Sources and methodology
Why this page exists
Authoritative reptile care information lives in scattered places — veterinary manuals, peer-reviewed husbandry papers, conservation organizations, hobbyist-curated reference sites. This page catalogs the sources we draw from and explains how we weight them.
Primary veterinary sources
- Merck Veterinary Manual — Reptiles
The standard veterinary reference. We cite this on every species page for husbandry and health information. - Association of Reptile and Amphibian Veterinarians (ARAV)
Professional veterinary organization. Care guides, vet directory, position statements. - American Association of Zoo Veterinarians (AAZV)
Used for zoological-grade husbandry references on species where pet care intersects with zoo standards.
Peer-reviewed research
We cite specific studies on each page where the recommendation depends on them. Recurring journals we draw from:
- Journal of Herpetological Medicine and Surgery
- Veterinary Clinics: Exotic Animal Practice
- American Journal of Veterinary Research
- Journal of Zoo and Aquarium Research
- Journal of Animal Physiology and Animal Nutrition
- Animal Welfare
Authoritative hobbyist references
- ReptiFiles
Highly cited modern care guides built on peer-reviewed sources. We cross-reference where current best practice differs from older common practice. - Tortoise Trust
Authoritative tortoise care references including the foundational pyramiding research. - Chameleon Academy
The deepest publicly accessible resource on chameleon husbandry. - Caudata.org
Salamander and newt care, including axolotl-specific husbandry.
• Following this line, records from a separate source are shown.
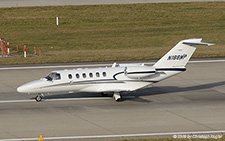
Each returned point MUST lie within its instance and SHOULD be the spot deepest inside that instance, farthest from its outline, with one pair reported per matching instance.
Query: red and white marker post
(8, 51)
(57, 19)
(35, 52)
(24, 51)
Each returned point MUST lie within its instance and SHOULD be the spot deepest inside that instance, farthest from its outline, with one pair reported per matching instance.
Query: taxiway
(192, 101)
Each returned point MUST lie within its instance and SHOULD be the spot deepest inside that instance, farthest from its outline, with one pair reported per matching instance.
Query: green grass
(111, 32)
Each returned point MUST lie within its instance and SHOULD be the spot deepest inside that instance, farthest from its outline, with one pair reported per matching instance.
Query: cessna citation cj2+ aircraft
(116, 79)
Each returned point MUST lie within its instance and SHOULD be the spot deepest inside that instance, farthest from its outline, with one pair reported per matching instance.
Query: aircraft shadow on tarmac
(135, 96)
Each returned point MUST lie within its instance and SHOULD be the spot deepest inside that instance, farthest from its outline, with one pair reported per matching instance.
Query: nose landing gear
(117, 96)
(39, 97)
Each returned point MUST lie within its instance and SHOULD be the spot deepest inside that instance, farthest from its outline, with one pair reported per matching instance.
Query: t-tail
(179, 55)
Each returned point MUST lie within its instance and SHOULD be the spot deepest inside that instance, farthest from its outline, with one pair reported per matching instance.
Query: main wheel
(38, 98)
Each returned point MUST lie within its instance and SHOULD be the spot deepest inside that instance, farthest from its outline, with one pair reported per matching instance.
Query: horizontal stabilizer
(199, 43)
(179, 55)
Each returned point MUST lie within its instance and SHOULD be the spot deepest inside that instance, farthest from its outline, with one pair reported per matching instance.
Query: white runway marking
(62, 99)
(98, 65)
(120, 136)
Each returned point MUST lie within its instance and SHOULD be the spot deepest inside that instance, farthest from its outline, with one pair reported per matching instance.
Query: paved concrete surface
(22, 3)
(191, 101)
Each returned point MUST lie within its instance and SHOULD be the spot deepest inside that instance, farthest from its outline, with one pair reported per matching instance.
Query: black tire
(38, 98)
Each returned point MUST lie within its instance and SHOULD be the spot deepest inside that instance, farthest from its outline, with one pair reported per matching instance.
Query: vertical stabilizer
(179, 55)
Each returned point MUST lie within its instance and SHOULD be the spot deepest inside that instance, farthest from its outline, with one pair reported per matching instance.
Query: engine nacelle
(139, 71)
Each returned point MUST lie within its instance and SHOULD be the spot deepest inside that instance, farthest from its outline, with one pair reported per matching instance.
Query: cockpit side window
(50, 76)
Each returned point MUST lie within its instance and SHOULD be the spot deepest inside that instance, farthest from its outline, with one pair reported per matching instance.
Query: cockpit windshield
(53, 76)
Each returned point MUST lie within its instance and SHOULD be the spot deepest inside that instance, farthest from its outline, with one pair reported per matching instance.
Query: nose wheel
(39, 97)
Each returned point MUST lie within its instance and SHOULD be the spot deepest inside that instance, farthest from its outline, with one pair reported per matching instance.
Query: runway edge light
(41, 137)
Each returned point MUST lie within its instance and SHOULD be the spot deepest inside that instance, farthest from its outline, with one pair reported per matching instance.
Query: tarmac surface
(192, 101)
(25, 3)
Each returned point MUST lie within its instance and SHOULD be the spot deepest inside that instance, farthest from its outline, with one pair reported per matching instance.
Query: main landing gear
(117, 96)
(39, 97)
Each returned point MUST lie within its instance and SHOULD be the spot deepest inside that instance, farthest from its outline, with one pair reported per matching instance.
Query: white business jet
(116, 79)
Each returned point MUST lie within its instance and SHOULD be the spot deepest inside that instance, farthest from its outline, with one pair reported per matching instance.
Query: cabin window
(77, 76)
(57, 76)
(97, 74)
(91, 75)
(70, 76)
(84, 75)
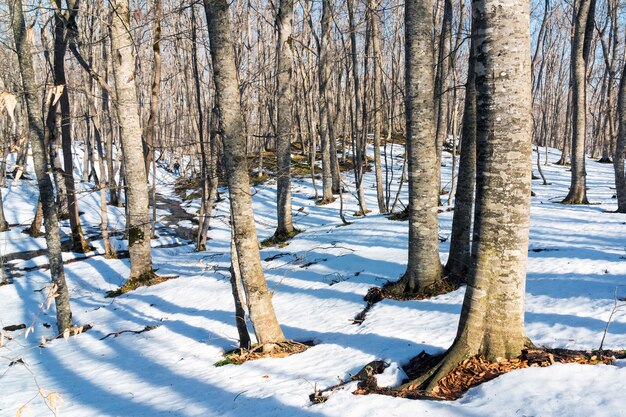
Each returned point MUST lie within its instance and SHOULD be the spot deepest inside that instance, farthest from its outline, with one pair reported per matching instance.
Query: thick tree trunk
(53, 241)
(137, 198)
(424, 266)
(492, 318)
(376, 102)
(284, 128)
(580, 49)
(259, 298)
(460, 238)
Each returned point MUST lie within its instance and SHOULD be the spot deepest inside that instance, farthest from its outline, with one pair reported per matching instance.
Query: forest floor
(151, 352)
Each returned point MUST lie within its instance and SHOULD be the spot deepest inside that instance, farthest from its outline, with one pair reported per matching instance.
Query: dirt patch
(477, 369)
(146, 280)
(278, 350)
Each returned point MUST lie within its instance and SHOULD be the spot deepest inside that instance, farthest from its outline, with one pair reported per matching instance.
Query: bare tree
(284, 128)
(424, 266)
(580, 49)
(46, 193)
(492, 319)
(459, 258)
(138, 219)
(259, 298)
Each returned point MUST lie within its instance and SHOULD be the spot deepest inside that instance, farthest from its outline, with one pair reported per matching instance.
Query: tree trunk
(441, 77)
(459, 258)
(492, 318)
(620, 147)
(259, 298)
(4, 225)
(323, 74)
(137, 198)
(238, 296)
(79, 244)
(424, 266)
(284, 128)
(376, 102)
(46, 194)
(581, 41)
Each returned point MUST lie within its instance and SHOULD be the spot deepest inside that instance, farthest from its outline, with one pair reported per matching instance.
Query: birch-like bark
(62, 21)
(376, 102)
(46, 193)
(620, 147)
(492, 318)
(137, 198)
(323, 75)
(460, 239)
(424, 266)
(580, 50)
(258, 296)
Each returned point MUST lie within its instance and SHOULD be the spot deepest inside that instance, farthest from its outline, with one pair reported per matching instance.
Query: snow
(319, 280)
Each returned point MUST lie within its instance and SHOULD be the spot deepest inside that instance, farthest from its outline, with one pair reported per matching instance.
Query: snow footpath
(318, 280)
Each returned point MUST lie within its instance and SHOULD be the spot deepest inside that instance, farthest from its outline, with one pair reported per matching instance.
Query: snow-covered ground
(319, 280)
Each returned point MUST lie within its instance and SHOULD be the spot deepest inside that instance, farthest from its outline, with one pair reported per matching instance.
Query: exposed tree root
(449, 377)
(366, 375)
(400, 216)
(324, 201)
(373, 296)
(400, 290)
(145, 329)
(74, 331)
(260, 351)
(280, 237)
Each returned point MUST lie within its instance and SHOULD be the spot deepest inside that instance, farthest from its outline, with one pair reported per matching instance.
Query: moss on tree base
(145, 280)
(273, 350)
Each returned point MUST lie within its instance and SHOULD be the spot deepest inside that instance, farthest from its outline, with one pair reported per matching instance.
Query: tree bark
(46, 194)
(459, 258)
(492, 318)
(137, 198)
(424, 266)
(580, 49)
(620, 147)
(284, 128)
(376, 102)
(62, 23)
(323, 75)
(259, 298)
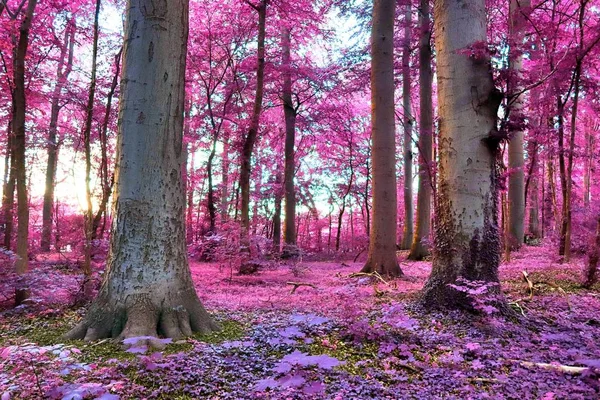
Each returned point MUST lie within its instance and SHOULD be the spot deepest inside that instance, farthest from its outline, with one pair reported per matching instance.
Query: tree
(250, 140)
(382, 244)
(19, 144)
(148, 288)
(419, 249)
(467, 241)
(407, 122)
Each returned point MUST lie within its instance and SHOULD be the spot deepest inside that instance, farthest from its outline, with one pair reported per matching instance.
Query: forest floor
(340, 337)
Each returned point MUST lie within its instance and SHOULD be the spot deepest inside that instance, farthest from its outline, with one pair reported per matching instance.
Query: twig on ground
(298, 284)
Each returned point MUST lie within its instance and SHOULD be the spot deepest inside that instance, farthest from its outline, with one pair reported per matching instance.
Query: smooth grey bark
(148, 289)
(250, 140)
(420, 249)
(467, 239)
(382, 241)
(65, 65)
(19, 145)
(408, 121)
(516, 151)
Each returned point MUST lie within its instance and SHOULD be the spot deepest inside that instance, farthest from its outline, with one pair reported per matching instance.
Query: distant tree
(148, 289)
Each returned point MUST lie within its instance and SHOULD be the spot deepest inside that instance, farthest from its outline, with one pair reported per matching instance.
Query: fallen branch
(298, 284)
(370, 275)
(567, 369)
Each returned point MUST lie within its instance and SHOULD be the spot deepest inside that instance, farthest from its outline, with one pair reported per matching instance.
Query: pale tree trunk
(382, 241)
(419, 250)
(467, 238)
(19, 145)
(290, 138)
(225, 178)
(248, 147)
(87, 130)
(148, 289)
(62, 75)
(516, 153)
(407, 234)
(277, 214)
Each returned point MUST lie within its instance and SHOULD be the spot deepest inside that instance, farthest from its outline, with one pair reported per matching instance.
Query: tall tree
(250, 140)
(65, 66)
(419, 248)
(407, 235)
(516, 152)
(148, 288)
(382, 241)
(19, 144)
(290, 138)
(467, 241)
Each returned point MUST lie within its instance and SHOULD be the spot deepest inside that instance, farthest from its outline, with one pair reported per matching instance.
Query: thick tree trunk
(148, 289)
(407, 234)
(467, 239)
(62, 75)
(19, 145)
(420, 249)
(382, 241)
(248, 147)
(290, 138)
(516, 153)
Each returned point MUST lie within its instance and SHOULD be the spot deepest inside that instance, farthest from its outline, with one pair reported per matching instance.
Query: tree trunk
(290, 138)
(148, 289)
(107, 183)
(516, 153)
(277, 214)
(87, 130)
(62, 75)
(19, 145)
(382, 241)
(246, 156)
(8, 192)
(467, 239)
(407, 234)
(419, 250)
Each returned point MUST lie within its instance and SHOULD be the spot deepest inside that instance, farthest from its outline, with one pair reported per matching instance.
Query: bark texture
(467, 240)
(248, 148)
(65, 65)
(382, 241)
(148, 290)
(420, 249)
(290, 139)
(19, 143)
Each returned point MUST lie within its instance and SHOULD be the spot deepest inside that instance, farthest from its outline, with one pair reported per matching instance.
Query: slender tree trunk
(107, 182)
(407, 235)
(419, 250)
(516, 153)
(467, 238)
(248, 147)
(382, 241)
(277, 214)
(62, 75)
(19, 145)
(8, 192)
(290, 138)
(225, 178)
(148, 289)
(87, 130)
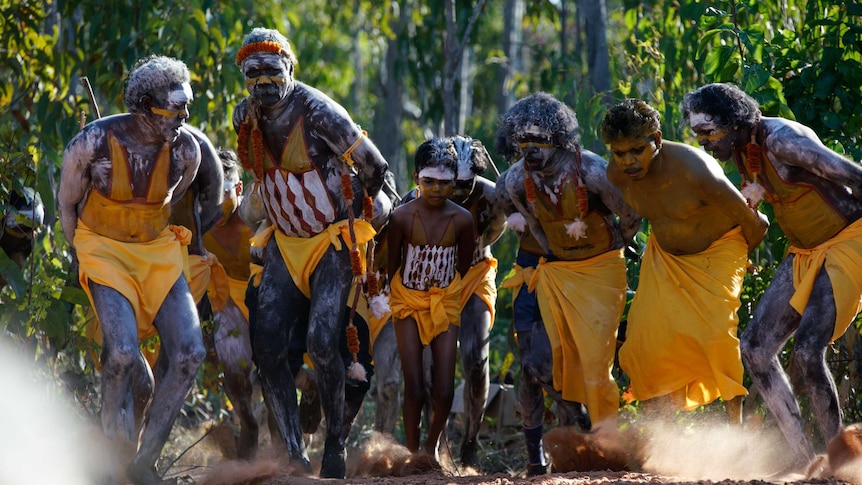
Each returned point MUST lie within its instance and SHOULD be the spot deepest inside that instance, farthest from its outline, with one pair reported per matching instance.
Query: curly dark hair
(436, 152)
(541, 110)
(472, 157)
(728, 105)
(632, 118)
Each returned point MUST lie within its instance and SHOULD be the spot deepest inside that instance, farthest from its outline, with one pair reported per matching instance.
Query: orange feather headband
(267, 46)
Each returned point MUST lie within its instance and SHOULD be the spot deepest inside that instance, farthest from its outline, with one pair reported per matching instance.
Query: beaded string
(355, 257)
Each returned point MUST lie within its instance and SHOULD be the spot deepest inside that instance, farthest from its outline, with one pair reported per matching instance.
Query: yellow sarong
(208, 276)
(143, 273)
(842, 256)
(581, 303)
(237, 294)
(433, 310)
(481, 280)
(301, 254)
(681, 335)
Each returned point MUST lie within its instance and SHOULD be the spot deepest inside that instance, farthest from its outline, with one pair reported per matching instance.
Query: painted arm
(394, 241)
(75, 178)
(496, 224)
(512, 198)
(188, 152)
(596, 178)
(466, 241)
(715, 188)
(795, 144)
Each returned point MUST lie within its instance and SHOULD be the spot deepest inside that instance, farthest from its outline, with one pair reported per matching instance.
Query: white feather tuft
(517, 222)
(379, 305)
(753, 193)
(577, 229)
(357, 371)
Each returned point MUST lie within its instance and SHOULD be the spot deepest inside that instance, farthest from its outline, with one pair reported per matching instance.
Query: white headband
(701, 119)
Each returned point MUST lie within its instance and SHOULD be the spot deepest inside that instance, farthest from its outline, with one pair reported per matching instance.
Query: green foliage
(800, 59)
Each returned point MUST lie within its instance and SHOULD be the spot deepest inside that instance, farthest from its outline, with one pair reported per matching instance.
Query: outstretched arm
(715, 188)
(209, 182)
(75, 178)
(596, 178)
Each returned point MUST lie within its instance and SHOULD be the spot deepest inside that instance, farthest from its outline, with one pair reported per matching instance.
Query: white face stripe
(180, 95)
(701, 120)
(439, 172)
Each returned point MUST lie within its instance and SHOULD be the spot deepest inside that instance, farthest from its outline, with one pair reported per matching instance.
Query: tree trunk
(387, 121)
(513, 16)
(450, 49)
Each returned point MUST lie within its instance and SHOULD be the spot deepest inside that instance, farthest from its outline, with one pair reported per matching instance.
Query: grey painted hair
(153, 76)
(544, 111)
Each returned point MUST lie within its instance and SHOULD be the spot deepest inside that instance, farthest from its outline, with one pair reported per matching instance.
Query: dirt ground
(701, 454)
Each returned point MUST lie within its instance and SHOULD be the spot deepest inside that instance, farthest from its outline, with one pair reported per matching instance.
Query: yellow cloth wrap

Conservation and natural history
- IUCN Red List
Conservation status, natural range, population trends. Cited on every species page. - USFWS
Listings for native US species and federally regulated exotic species. - CITES
International trade regulations affecting which species can legally enter the pet trade.
How we weight conflicting sources
When sources disagree, we follow this order:
- Recent peer-reviewed research on the specific question, when published in a credible veterinary or herpetological journal
- Current Merck Vet Manual and ARAV consensus
- Long-standing keeper consensus from credible hobbyist sources (ReptiFiles, Tortoise Trust, etc.) when veterinary literature is silent
- Manufacturer technical data (e.g., UVB bulb output charts from Arcadia, Zoo Med) for product-specific questions
When current research overturns older keeper consensus — bearded dragon UVB, leopard gecko substrate, tortoise pyramiding — we side with the research and explain why.
When this page updates
We add sources as we encounter new credible references. We remove sources if they prove unreliable. The "Last updated" date reflects the most recent change.